Gideon se volvió y lo siguió a través de otra puerta y por otro pasillo hasta que finalmente entraron en una sala alargada con grandes cajones metálicos a ambos lados. El logotipo de una empresa -SO-LOW, Inc.- los identificaba. Las neveras.
El ayudante consultó sus papeles moviendo los labios silenciosamente. A continuación, miró las hileras de cajones hasta que localizó el que buscaba. Lo abrió con una llave que llevaba sujeta al cinto con una cadena de seguridad y tiró de él. Apareció una plataforma con una bolsa mortuoria cerrada hasta arriba. Gideon notó en la nariz el cosquilleo del olor acre del formol, que apenas lograba disimular el hedor del cadáver.
– ¿Está usted seguro de que se trata de Mark Wu? -preguntó Gideon, sintiéndose inexplicablemente nervioso.
– Eso dice aquí -contestó el ayudante, comprobando el número de referencia de la bolsa con el que figuraba en sus papeles.
Gideon palpó el mango de plástico del cúter que llevaba en el bolsillo. A pesar del frío que hacía en el depósito, lo notó resbaladizo porque tenía la palma de la mano sudorosa. Le esperaba un rato desagradable. Tragó saliva y se armó de valor.
– Me gustaría estar un momento a solas con él -dijo, terminando su petición con un fingido sollozo que sonó más parecido a un ataque de hipo.
El hombre asintió. Parecía aún menos dispuesto que Gideon a quedarse.
– ¿Cinco minutos?
– ¿Podrían ser diez?
Otro gruñido de asentimiento.
– Le esperaré en el pasillo.
– Gracias.
El hombre salió, y la puerta se cerró tras él. Los fluorescentes del techo emitían un ligero zumbido y se oía el siseo del sistema de ventilación. El olor del cuarto resultaba tan penetrante que Gideon tuvo la impresión de que lo envolvía.

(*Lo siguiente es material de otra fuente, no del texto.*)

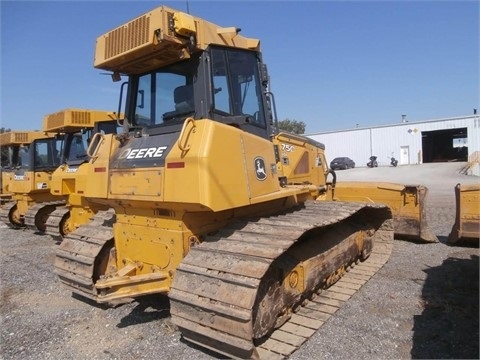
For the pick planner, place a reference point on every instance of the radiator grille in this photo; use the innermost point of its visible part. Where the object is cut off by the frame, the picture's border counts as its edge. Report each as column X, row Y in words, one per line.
column 63, row 118
column 127, row 37
column 21, row 137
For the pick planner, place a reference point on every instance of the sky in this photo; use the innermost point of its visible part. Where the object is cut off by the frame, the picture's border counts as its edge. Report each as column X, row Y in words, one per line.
column 334, row 65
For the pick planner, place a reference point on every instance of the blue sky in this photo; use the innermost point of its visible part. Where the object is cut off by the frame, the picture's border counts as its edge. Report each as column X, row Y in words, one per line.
column 333, row 64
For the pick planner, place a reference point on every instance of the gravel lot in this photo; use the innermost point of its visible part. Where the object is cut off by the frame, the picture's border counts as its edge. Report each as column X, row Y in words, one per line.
column 422, row 304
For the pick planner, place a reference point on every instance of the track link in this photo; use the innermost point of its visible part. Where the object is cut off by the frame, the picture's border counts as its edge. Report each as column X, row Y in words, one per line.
column 55, row 221
column 36, row 216
column 5, row 214
column 215, row 288
column 76, row 255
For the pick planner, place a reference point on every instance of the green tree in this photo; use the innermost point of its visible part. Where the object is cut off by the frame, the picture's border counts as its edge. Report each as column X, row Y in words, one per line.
column 292, row 126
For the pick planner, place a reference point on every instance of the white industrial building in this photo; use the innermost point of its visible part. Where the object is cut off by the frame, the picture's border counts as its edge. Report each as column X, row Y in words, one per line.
column 439, row 140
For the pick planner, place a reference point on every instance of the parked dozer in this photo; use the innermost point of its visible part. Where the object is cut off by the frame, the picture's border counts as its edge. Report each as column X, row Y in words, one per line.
column 466, row 229
column 11, row 143
column 69, row 179
column 237, row 222
column 64, row 138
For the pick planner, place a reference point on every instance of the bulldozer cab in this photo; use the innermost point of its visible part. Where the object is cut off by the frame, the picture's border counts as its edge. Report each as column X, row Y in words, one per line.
column 76, row 144
column 221, row 84
column 41, row 155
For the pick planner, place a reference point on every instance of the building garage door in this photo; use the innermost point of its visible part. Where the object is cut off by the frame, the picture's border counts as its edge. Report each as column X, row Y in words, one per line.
column 445, row 145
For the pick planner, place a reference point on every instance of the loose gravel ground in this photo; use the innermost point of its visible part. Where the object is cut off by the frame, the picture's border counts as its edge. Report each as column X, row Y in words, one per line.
column 422, row 304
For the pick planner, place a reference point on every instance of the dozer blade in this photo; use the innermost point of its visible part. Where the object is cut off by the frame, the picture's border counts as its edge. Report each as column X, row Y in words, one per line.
column 407, row 203
column 467, row 215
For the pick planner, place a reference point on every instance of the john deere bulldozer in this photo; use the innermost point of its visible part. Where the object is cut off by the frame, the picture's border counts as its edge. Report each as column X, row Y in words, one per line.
column 64, row 139
column 238, row 223
column 68, row 181
column 11, row 143
column 466, row 229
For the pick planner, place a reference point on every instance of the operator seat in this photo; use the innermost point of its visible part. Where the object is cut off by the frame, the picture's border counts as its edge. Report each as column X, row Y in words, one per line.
column 184, row 103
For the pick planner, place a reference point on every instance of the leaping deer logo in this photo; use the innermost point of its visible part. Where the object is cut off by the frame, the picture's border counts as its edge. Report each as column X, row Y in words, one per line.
column 260, row 171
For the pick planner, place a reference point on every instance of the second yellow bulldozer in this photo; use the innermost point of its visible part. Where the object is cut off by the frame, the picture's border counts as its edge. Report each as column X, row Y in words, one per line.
column 11, row 144
column 63, row 139
column 237, row 222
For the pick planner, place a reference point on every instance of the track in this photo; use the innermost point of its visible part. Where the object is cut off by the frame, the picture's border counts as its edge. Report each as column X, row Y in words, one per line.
column 36, row 216
column 55, row 222
column 214, row 296
column 76, row 255
column 216, row 287
column 5, row 214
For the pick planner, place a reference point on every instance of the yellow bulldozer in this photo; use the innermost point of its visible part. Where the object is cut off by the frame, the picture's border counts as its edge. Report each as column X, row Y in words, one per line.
column 237, row 222
column 11, row 143
column 466, row 229
column 68, row 181
column 63, row 139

Diez minutos. Sería mejor que se diera prisa. Sacó las radiografías y comprobó la ubicación del alambre. Se encontraba en la parte interior del muslo izquierdo, donde Wu podría haber llegado a él con relativa facilidad. Por la misma razón, no estaba demasiado profundo. Con un poco de suerte, la marca de la inserción todavía sería visible, eso suponiendo que la piel no se hubiera deteriorado irremediablemente durante aquellos cinco días. Respiró hondo, sujetó la bolsa y descorrió la cremallera. El cierre le pareció un gusano frío que se deslizara entre sus dedos. Abrió la bolsa, descubriendo el rostro y el torso lampiño y desnudo, con la incisión de la autopsia en forma de «Y», cosida toscamente. Lo habían limpiado a medias, así que había manchas de restos de sangre seca y fluidos. Se veían varios cortes y laceraciones que habían suturado con cuidado, seguramente cuando Wu todavía estaba con vida.